You’ve had some good jobs—that’s not the problem. The problem is that you’ve had too many of them, very close to each other. You’re afraid that your job switching past may make the adcoms write you off as a commitment-phobe. Of course, you know that’s not the case. But how do you convince the adcoms that each time you left a position, you had good reason for doing so? Even if you choose to use a functional resume format, there’s no way adcoms won’t notice your frequent job habit.
Defenses like: “I got bored,” or “It just wasn’t for me,” or “I hated my boss,” won’t really help your case. You’ll need to explain your fast-paced job changing action with a bit more detail.
Valid reasons for switching jobs:
1. You moved. While picking up and moving every few months may require an explanation on its own, it certainly does provide a valid explanation for frequent job changing. Let’s say you had one job during your senior year in Boston, then graduated and moved to D.C. where you landed a second job, and then one of your parents fell ill and you decided to move back home to San Diego to help out, where you got yet another job. While three jobs in the span of a year (or less) is generally frowned upon, your explanation make sense and doesn’t cast any shadow on your abilities to hold down a job.
2. Your schedule changed. You had been working part-time while you were in school, and then, upon graduation switched to a full-time job.
3. You were laid off. You had a job you liked and where you were liked, but were laid off during the recession, found a job to pay the bills, and then found another job that put you back on your desired career path.

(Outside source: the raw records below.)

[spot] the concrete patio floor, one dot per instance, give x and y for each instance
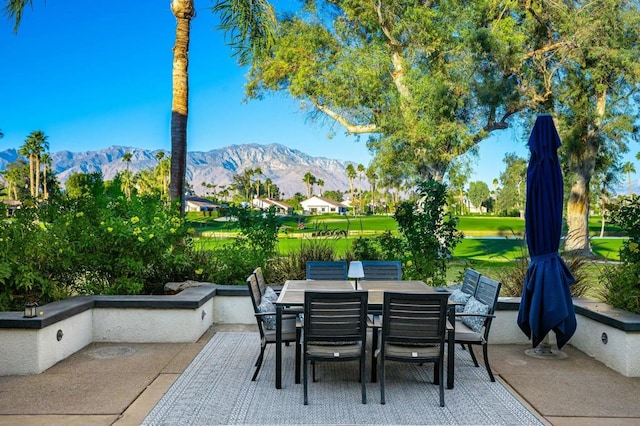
(118, 384)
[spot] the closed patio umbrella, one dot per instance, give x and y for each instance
(546, 298)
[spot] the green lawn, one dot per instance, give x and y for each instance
(489, 239)
(478, 226)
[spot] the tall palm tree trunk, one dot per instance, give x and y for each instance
(184, 11)
(32, 174)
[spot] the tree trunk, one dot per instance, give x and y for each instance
(37, 171)
(32, 174)
(183, 11)
(45, 192)
(577, 240)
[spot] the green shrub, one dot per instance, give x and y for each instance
(92, 243)
(429, 233)
(622, 282)
(293, 265)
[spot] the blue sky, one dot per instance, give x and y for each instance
(97, 73)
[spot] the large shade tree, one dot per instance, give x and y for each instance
(596, 98)
(250, 25)
(426, 80)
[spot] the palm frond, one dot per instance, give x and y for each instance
(13, 10)
(250, 26)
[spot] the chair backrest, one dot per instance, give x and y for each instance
(262, 283)
(414, 318)
(470, 281)
(254, 291)
(335, 316)
(326, 270)
(487, 292)
(382, 270)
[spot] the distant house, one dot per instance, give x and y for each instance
(12, 206)
(196, 204)
(321, 205)
(266, 203)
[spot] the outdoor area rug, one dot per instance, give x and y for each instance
(216, 388)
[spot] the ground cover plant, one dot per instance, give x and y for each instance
(622, 282)
(98, 242)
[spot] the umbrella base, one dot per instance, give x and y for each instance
(544, 351)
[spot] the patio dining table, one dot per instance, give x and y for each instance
(292, 299)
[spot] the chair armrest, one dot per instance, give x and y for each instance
(469, 314)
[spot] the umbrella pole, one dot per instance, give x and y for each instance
(544, 351)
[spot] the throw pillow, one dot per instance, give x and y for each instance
(270, 295)
(269, 320)
(459, 296)
(473, 306)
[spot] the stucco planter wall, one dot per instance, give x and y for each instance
(30, 346)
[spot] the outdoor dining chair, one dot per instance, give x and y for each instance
(265, 314)
(262, 282)
(335, 330)
(476, 318)
(470, 281)
(382, 270)
(326, 270)
(413, 330)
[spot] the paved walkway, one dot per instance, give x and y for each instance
(118, 384)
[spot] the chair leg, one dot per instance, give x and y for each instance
(258, 363)
(374, 368)
(441, 382)
(486, 362)
(436, 372)
(298, 353)
(362, 381)
(305, 375)
(473, 356)
(374, 346)
(382, 401)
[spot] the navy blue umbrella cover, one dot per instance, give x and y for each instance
(546, 302)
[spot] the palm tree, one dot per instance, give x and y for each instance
(629, 168)
(360, 174)
(127, 178)
(268, 186)
(45, 160)
(258, 172)
(35, 144)
(372, 177)
(320, 183)
(251, 24)
(351, 174)
(309, 181)
(162, 171)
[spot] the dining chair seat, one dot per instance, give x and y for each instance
(288, 331)
(465, 335)
(411, 351)
(333, 350)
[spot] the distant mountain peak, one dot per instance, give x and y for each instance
(285, 166)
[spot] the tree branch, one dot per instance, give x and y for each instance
(549, 48)
(351, 128)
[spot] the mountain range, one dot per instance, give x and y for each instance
(284, 166)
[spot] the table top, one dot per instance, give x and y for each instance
(292, 293)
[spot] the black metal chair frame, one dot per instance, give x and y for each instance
(268, 336)
(470, 281)
(415, 322)
(326, 270)
(382, 270)
(487, 292)
(335, 329)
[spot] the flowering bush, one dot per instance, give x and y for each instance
(97, 244)
(622, 281)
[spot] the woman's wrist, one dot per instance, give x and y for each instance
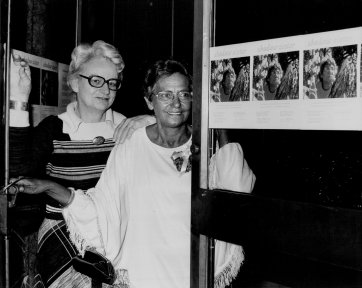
(60, 193)
(18, 105)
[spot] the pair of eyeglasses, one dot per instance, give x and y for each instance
(98, 81)
(168, 96)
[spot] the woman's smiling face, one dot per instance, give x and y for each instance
(175, 113)
(91, 98)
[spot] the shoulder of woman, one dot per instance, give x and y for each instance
(117, 117)
(51, 121)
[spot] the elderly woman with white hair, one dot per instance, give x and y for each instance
(139, 213)
(72, 148)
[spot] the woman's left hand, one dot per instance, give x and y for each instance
(126, 128)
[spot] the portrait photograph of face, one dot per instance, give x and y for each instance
(276, 76)
(230, 80)
(330, 72)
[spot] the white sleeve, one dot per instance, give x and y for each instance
(18, 118)
(229, 170)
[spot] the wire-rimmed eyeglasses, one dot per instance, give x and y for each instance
(169, 96)
(98, 81)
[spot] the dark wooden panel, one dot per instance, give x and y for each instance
(306, 231)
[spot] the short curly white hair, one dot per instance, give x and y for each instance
(85, 52)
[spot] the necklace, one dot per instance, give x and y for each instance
(325, 88)
(98, 140)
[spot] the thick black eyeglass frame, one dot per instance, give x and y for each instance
(174, 96)
(104, 81)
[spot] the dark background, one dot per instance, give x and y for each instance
(322, 167)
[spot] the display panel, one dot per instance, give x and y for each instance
(302, 82)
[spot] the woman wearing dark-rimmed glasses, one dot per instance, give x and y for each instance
(139, 213)
(71, 148)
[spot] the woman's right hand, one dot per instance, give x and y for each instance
(20, 79)
(36, 186)
(30, 185)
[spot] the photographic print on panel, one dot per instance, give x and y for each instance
(230, 80)
(330, 72)
(276, 76)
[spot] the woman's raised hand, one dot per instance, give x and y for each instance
(20, 79)
(127, 126)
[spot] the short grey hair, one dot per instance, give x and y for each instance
(85, 52)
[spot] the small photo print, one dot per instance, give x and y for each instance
(276, 76)
(330, 72)
(230, 80)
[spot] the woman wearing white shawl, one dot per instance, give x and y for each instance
(141, 220)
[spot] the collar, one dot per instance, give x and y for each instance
(73, 122)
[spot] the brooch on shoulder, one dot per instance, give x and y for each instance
(182, 160)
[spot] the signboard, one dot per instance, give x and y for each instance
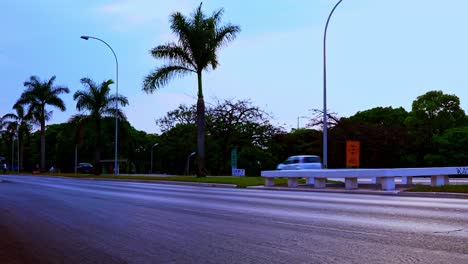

4. You had trouble finding a good job match. While this explanation could make you appear a bit wishy-washy, if it’s true, then you should present your case carefully and honestly. While searching for “the one,” you came across some duds that you just didn’t jive with. Maybe they weren’t challenging enough. Maybe they didn’t help you actualize your potential. Maybe you were seeking more of a long-term growth position then these offered. Explain your case maturely—use reasons that don’t show that you’re afraid of job commitment, but that you just wanted more out of a job and were having some bad luck landing the right one.
Make sure to show growth and increased responsibility either as a motivator for some of the job changes or simply as a constant in your meandering.
If everything else on your application suggests that you should be accepted to the b-school of your choice, then it’s unlikely that a fickle resume will get you dinged…just so long as you explain the multiple positions and convince the adcoms that you are, in fact, an extremely committed person, who, post-graduation hopes to find a job that you’ll accept and keep for the long haul.